For context: I came in as a senior DE candidate, 7 years experience, mostly Spark, Airflow, and Redshift/BigQuery in fintech. The loop had four rounds, all technical.
SQL round. This was heavier than I expected. They didn't just want selects and group bys. The scenario was modeled around time-series annotation data: given a table of task completions with timestamps and worker IDs, write queries to identify throughput drops by hour, and flag workers whose error rate spikes in the last week relative to their historical baseline. The historical baseline part required a self-join with a subquery or a CTE. We went with CTE because it was readable. Then they asked how I'd optimize this query if the table had 500M rows. Partitioning by date, clustering by worker_id, materialized views for the baseline calculation. Standard answers, but they pushed on the tradeoffs.
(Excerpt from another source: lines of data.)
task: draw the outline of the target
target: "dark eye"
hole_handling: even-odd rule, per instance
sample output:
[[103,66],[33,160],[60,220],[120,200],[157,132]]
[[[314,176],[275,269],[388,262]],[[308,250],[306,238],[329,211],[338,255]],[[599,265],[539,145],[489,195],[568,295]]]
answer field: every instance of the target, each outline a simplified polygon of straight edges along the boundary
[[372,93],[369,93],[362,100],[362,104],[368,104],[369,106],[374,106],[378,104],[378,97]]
Pipeline design round. This was the most realistic round. The question: design a pipeline that ingests annotation events from multiple task types, standardizes them into a canonical schema, and routes them to downstream quality checks and billing systems. I talked through Kafka for the event bus, a schema registry to handle schema evolution across task types, Spark Streaming or Flink for the transformation layer, and a write path that lands into both a Delta Lake table (for analytics) and a Postgres sink (for billing). They asked specifically about late-arriving events and how I'd handle deduplication. I talked through watermarks and idempotent writes. Good discussion.
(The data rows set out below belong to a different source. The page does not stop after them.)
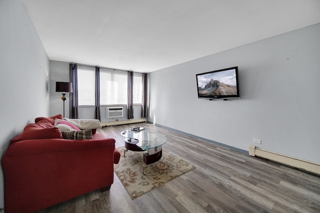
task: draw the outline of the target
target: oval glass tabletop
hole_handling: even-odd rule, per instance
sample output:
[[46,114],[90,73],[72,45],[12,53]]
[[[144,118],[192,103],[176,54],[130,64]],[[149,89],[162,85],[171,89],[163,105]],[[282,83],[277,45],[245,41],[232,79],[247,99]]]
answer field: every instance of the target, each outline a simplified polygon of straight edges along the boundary
[[121,135],[128,138],[126,143],[136,144],[142,150],[148,150],[162,146],[168,139],[161,134],[151,133],[146,130],[136,132],[126,129],[121,132]]

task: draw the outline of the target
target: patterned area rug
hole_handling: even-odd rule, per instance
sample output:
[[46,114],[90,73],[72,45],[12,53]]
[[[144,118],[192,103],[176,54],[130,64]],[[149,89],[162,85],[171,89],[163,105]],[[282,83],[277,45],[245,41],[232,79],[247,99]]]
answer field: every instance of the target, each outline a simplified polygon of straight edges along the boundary
[[114,173],[134,199],[156,189],[184,174],[195,169],[193,165],[162,150],[162,158],[158,161],[148,165],[142,173],[144,164],[143,152],[128,151],[124,157],[124,147],[116,148],[121,157],[114,165]]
Coding round. A Python problem. Write a function that takes a list of annotation events and returns aggregated quality metrics. Nothing exotic. Mostly about clean code and edge case handling. Watch out for None values in the input. They cared that I handled those gracefully.
Behavioral round. One hiring manager behavioral session. Standard questions but probing: tell me about a pipeline that broke in production, what you'd do differently. They were listening for ownership and postmortem thinking, not just 'we fixed it.'
Loop took about 3 weeks from first screen to offer. Base offer came in around $185k for the senior DE level in SF. I pushed back once, got another $10k on base, RSU grant didn't move. Worth trying.